Ephraim, ein nicht gewendeter Kuchen (Kap. 7,8–12)
Der Prophet setzt den Vergleich Ephraims mit dem ungesäuerten Kuchen fort. Israel hätte ein heiliger, dem HERRN geweihter Kuchen ohne Sauerteig sein sollen (Jer 2,3). Dagegen ist es durch die Vermischung mit den Nationen (Ägypten und Assyrien) zu einem gesäuerten Kuchen geworden, der, in dem Ofen ihrer Herzen überhitzt und nicht umgewendet, nun zu nichts mehr gut ist. Dieser Zustand Israels kommt dem von Moab sehr nahe, wenn dieses mit Wein verglichen wird, der auf seinen Hefen liegt (Jer 48,11). Erinnern wir uns daran, dass die Versammlung des Herrn ihren Charakter der Heiligung und den Wohlgeruch für ihren Heiland verliert, wenn sie sich mit der Welt und ihrem System vermischt!

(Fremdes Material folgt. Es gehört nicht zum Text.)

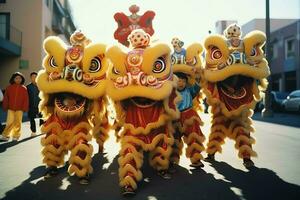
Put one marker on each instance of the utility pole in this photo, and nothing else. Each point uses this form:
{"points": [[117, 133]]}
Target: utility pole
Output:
{"points": [[267, 111]]}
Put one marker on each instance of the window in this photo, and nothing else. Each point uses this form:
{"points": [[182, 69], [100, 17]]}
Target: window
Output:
{"points": [[47, 3], [290, 48], [274, 50], [4, 25]]}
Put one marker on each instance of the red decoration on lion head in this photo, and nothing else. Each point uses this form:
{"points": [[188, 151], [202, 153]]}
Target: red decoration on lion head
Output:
{"points": [[126, 24]]}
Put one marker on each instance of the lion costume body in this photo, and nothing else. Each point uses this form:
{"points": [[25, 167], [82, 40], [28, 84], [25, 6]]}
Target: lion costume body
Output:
{"points": [[142, 87], [233, 78], [72, 86]]}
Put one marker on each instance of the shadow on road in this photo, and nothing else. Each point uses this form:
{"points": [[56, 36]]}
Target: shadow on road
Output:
{"points": [[255, 184], [287, 119], [5, 145], [258, 183]]}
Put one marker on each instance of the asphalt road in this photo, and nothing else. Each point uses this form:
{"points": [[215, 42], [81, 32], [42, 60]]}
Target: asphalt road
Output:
{"points": [[276, 175]]}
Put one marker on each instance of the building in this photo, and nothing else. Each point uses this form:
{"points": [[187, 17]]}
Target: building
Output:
{"points": [[221, 25], [285, 56], [23, 27], [260, 24]]}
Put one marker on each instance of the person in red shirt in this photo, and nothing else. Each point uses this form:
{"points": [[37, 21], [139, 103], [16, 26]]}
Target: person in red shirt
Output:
{"points": [[15, 102]]}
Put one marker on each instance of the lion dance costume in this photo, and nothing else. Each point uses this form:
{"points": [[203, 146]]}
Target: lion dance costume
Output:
{"points": [[142, 87], [188, 62], [233, 78], [126, 24], [72, 85]]}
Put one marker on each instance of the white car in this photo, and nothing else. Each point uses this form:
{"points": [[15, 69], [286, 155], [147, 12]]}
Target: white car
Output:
{"points": [[292, 102]]}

Ephraim war sich seines Zustands nicht bewusst; es hatte seine Kraft durch den Umgang mit den Nationen verloren und die Gnade seiner Jugend vergessen: „und er weiß es nicht“. Die Parallele zu Simson ist ernst und sollte zum Herzen eines jeden reden! Das Bewusstsein des Verfalls in der Christenheit sollte uns vor jeder Form geistlichen Hochmuts bewahren, welcher mit dem Verlust des Unterscheidungsvermögens zwischen Gut und Böse einhergeht. Wie eine einfältige Taube fliegt Ephraim hierhin und dorthin, um Hilfe bei den Nationen zu suchen. Gott würde sein Netz ausbreiten, um es herabzuziehen und zu züchtigen, indem er ihm seine Freiheit entzieht. Tatsächlich wurde Israel nach Assyrien verschleppt und verlor seine nationale Identität (2. Kön 17,6).
Wehe und Zerstörung! (Kap. 7,13–16)
Es war das Verlangen Gottes, sein Volk zu erlösen. Aber was tat Israel als Antwort auf die vielen Erbarmungen Gottes?

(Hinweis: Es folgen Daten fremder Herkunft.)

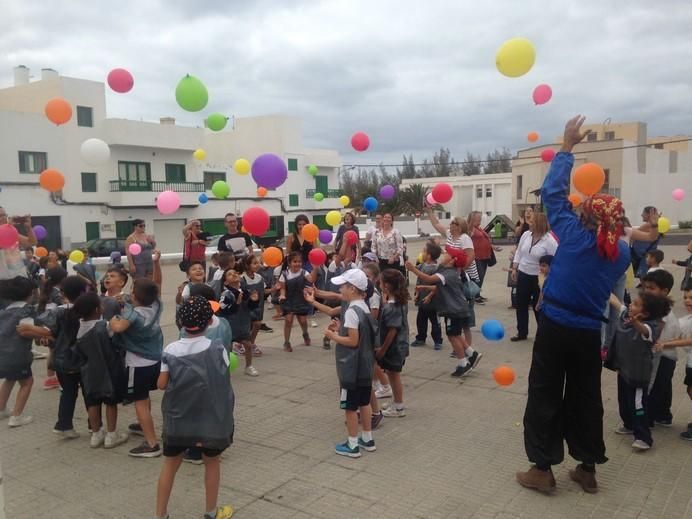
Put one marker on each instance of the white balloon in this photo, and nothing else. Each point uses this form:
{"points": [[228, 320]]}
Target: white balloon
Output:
{"points": [[95, 152]]}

- Es ist von ihm geflohen;
- es ist von ihm abgefallen;
- es hat Lügen über ihn geredet;
- es wich von ihm ab und wandte sich gegen ihn;
- es ersann Böses gegen ihn, und schließlich
- wandte es sich nicht nach oben.
Das Volk war sich seines Elends wohl bewusst und schrie vor Schmerz, jedoch ohne sich dabei an Gott zu wenden und ohne seine Sünde einzugestehen und Vergebung zu erflehen (Ps 32,5). Anstatt sich Gott zuzuwenden, suchte es seine Zuflucht in Ägypten, wo es verspottet wurde (Kap. 7,16).
Lasst uns nicht Hilfe in der Welt suchen, sondern den Herrn anrufen (Kap. 7,7)! Wenden wir uns doch ihm zu und suchen wir ihn (Kap. 7,10)! Er ist treu und will uns heilen (Kap. 7,1).
Fußnoten
- 1 Dieser Ausdruck spricht von der Güte Gottes, die in Christus vollkommen offenbart wurde (2. Chr 6,42)
- 2 Hier ist Adam der Eigenname des ersten Menschen. Er ist auch ein Name zur Bezeichnung des menschlichen Geschlechts.
- 3 Vgl. Jos 20,7-9 und die Auslegung dieser Verse durch den Verfasser. Die dt. Übersetzung ist ebenfalls auf dieser Internet-Seite veröffentlicht.
- 4 Diese Verheißung von Seiten Gottes richtet sich an „mein Volk“. Es handelt sich also nicht um die Wiederkehr aus der Verschleppung nach Babylon, was zu einer Zeit geschah, als das Volk noch unter dem Urteil „Lo-Ammi“ („Nicht mein Volk“) stand. Der Prophet spricht hier von einer Wiederherstellung, die auch für uns noch in der Zukunft liegt.
- 5 Anm. d. Übers.: Der in der ELB mit „Frömmigkeit“ wiedergegebene Begriff lautet im Französischen „bonté“ und lässt sich am besten mit „Güte“ übersetzen.